Salt-Inducible Kinases (SIKs) as Drivers of Hypoxic Adaptation in Liver Cancer
About the Project
Low oxygen (hypoxia) is a defining feature of many solid tumours, including hepatocellular carcinoma (HCC), and is strongly linked to aggressive behaviour and poor treatment response. Hypoxia forces cancer cells to reprogramme gene expression, metabolism and stress responses to survive in a hostile microenvironment. While hypoxia-inducible factors (HIFs) regulate many oxygen-responsive genes, it is increasingly clear that upstream signalling pathways controlling chromatin and transcription play a major role in shaping hypoxic cell states. These pathways are also attractive because, unlike transcription factors, they are directly druggable.
This PhD project builds on a kinase activity profiling array generated across a hypoxia (1% oxygen) time course (1, 6 and 24 hours) in two HCC cell lines (Huh7 and HepG2). From this unbiased screen, the Salt-Inducible Kinase (SIK) family (SIK1/2/3) emerged as highly activated during hypoxia. SIKs are AMPK-related serine/threonine kinases that regulate transcription and the chromatin landscape by phosphorylating key co-regulators, including CRTC proteins and class IIa histone deacetylases (HDACs), with downstream effects on chromatin organisation and gene expression. Despite strong biological plausibility and increasing pharmacological interest, the role of SIKs in hypoxia- and in HCC specifically- remains largely unexplored, offering significant discovery potential.

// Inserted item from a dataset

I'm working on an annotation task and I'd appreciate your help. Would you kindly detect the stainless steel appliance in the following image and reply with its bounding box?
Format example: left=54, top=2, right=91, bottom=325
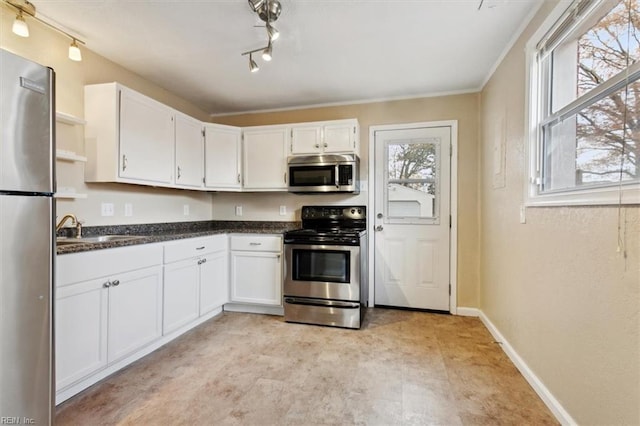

The student will define how SIK kinases contribute to hypoxic adaptation in HCC and whether SIK-dependent signalling establishes transcriptional and chromatin programmes that support survival, invasion and therapy resistance under low oxygen. The work will combine time-resolved signalling with mechanistic and functional approaches: (i) validating and mapping SIK activation during hypoxia using phospho-protein and phospho-substrate readouts alongside established hypoxia markers; (ii) establishing causality using isoform-resolved genetics (siRNA/CRISPR with rescue by wild-type versus kinase-dead constructs) and commercially available SIK inhibitors, coupled to targeted gene panels and RNA-seq; (iii) defining mechanism by tracking co-regulator localisation and measuring hypoxia-dependent chromatin accessibility (e.g., ATAC-seq and/or targeted chromatin assays); and (iv) linking molecular mechanisms to clinically relevant phenotypes under hypoxia and hypoxia–reoxygenation, including survival/clonogenic recovery, migration/invasion and response to standard HCC therapies.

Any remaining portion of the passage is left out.